We cannot agree. The Plaintiff identified the photograph of the child, furnished by the Holt Adoption Agency, as his daughter, and when he saw the child he further recognized her as his daughter.
The Court filed a memorandum opinion in which he found, in part, as follows: "Some question has been raised whether or not the child before the Court is the same child as the natural child of Mr. Taylor; but the Court having personally viewed the child in open court and having viewed many photographs which are exhibited in evidence taken over a period of years from the birth of the child and from the testimony and other documents in the record, is firmly convinced that the natural child of Mr. Taylor is the same child as that before the Court."
The Court also said in its memorandum opinion: "The Court finds that the petition for adoption by the McElroy's must be dismissed because the child sought to be adopted by them is the natural child of Richard Louis Taylor and his former Korean wife, Kyong Cha Taylor, and that the parental rights of Richard Louis Taylor have not been lawfully terminated. Upon this point the Court finds specifically that the father, Richard Louis Taylor, never at any time abandoned said child nor did he ever voluntarily surrender said parental rights nor in any way relinquish said rights voluntarily."
We think the evidence supports the findings of fact by the Chancellor and we concur (except, of course, we did not see the child or the Plaintiff).
Defendants insist in their first two assignments of error that it was error for the Chancellor to fail to apply the "Act of State Doctrine."
We cannot agree.
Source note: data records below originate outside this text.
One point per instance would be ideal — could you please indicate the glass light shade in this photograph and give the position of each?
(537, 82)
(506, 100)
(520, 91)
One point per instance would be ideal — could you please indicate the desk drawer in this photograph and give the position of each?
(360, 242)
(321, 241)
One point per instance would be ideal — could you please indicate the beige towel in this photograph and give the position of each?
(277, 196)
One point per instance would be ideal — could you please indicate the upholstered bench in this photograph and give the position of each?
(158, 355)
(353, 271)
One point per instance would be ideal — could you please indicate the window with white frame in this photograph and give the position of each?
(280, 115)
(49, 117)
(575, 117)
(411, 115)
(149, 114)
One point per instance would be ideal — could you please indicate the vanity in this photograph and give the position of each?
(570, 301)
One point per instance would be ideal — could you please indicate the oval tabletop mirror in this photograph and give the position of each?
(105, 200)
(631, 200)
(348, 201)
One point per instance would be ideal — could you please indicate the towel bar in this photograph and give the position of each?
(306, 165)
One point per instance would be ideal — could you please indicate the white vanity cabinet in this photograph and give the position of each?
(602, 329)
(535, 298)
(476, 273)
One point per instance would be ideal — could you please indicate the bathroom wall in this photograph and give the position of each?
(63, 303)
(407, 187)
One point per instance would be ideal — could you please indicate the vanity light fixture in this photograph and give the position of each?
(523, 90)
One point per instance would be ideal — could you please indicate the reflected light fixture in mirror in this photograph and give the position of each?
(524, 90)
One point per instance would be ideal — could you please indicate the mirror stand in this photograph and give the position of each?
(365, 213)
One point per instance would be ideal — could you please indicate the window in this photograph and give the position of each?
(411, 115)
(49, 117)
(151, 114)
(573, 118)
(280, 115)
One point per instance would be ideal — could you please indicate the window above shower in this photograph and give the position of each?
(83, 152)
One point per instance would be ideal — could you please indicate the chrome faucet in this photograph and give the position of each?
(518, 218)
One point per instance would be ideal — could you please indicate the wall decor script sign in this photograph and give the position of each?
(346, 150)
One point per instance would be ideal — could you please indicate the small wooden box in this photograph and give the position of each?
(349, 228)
In order for action taken by a foreign government to fall within the "Act of State Doctrine," the action must have been taken by the sovereign nation rather than a subdivision of that government. 12 A.L.R.Fed. 339.
The only action taken in Korea relating to the case at bar was administrative action by officers of the City of Seoul.
In support of Defendants' third assignment of error they argue, "The testimony concerning the identification of the McElroys' child as being Taylor's reported illigitimate child is hearsay and the Chancellor's decision should be reversed in the absence of testimony from the child's mother identifying the father and in the absence of admissible evidence conclusively identifying the child."
Again, we cannot agree. The proof shows the Plaintiff married the child's mother after its birth and under Korean law the child was legitimized by this marriage. After the child was legitimized we think she stands in the same posture as if she were of legitimate birth.
By the same token, we think the Plaintiff could testify as to their parent and child relationship. Also, the Plaintiff testified that upon his return to Korea to marry Kim Kyong Cha she told him that Kimta Francoise Taylor was his daughter and we think this is competent evidence as an exception to the hearsay rule relating to pedigree. Swink v. French, 79 Tenn. 78 (1883); 29 Am.Jur.2d, Evidence, § 508.
The assignments of error are overruled. The decree of the Chancellor is affirmed and the cost of this appeal is taxed to the Appellants.
PARROTT, P.J. (E.S.), and GODDARD, J., concur.